She saw now that the couple at the next table had left a single oyster untouched. She wanted it. Suddenly. She wanted to stand up and walk over to their abandoned plate and eat that last oyster. She wondered why they had left it. She calculated the cost of a plate of them. That oyster was the price of a bus fare. Sometimes at the end of the week she walked to work because she didn’t have the bus fare. Lucy licked her lips. Tasted salt.
She noticed the little cracks in the makeup, tiny little lines at the corner of her sister’s eyes. Lucy often felt that she was getting old, which meant her sister was getting even older. Somewhere under that makeup was skin as tired and patchy as her own. Her sister was thin now, but she was large once too. A fat girl squeezed into this tight new body. It was good to see Rachel looking so fit, but Lucy couldn’t help feeling that they were the same, despite their differences.

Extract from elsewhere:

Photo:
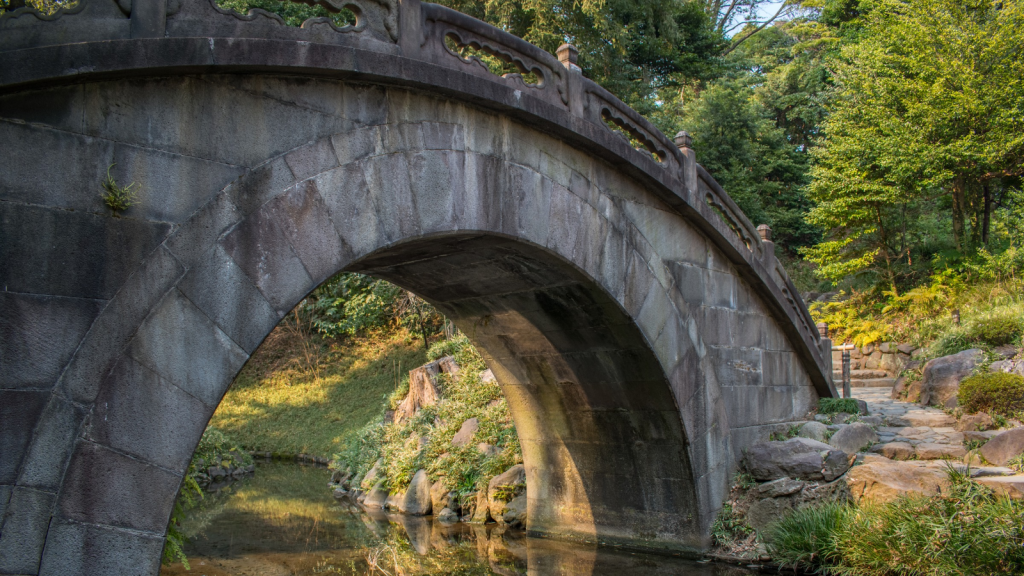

She smoothed her skirt down over her legs. For some reason, sitting here with her sister made her self conscious. People would be comparing them. They were obviously related, the same round face, the same short legs, the same accent, almost but not quite English. They had both overcompensated for their accents, stretching their vowel sounds, mimicking an Australian drawl.
Lucy clicked her glass against Rachel’s and tried to smile as naturally as possible.
“Great to see you.”
They sipped their drinks and stretched their smiles at each other until they could no longer hold them and Lucy looked back out at a sky that had darkened significantly.
“I knew Tassie would be cold but I didn’t really expect…” she indicated the squalling wind outside the window, the choppy bay, the first spots of rain on the wide expanse of glass.
“You should have brought an overcoat you know.”
“I don’t own one.”
“But you should have bought one. You’ll get sick.”
“I didn’t really think that…”
“You were always hopeless like that.”
“I’m just not used to - look, it’s still pretty warm up north at the moment.”
“Except this is Tasmania.”
“Yes. I suppose.”
They sipped their drinks in silence. Lucy glanced over at the plate with the oysters. She should just order some oysters. But that would be a waste. That last oyster stared up accusingly at her from the next table. She was almost close enough to reach out and pick it up off the plate. It bothered her that humans were so polite about these kinds of things. A bird would have pecked it up and moved on. Any other animal would have taken this opportunity. One lone oyster, some tobasco, some lemon juice.
Lucy sipped her martini and stared out the window in what she hoped would seem like a comfortable silence until her sister shifted and cleared her throat.
“You know, I got someone in last week to do the lawn. I usually do it myself but there are all these little flowerbeds now and it is difficult to navigate the ride-on?”
“Oh. Okay.” Lucy had never seen her sister’s lawn, never having been to her house. She didn’t know that the lawn would be big enough to need a ride-on mower and she didn’t particularly care.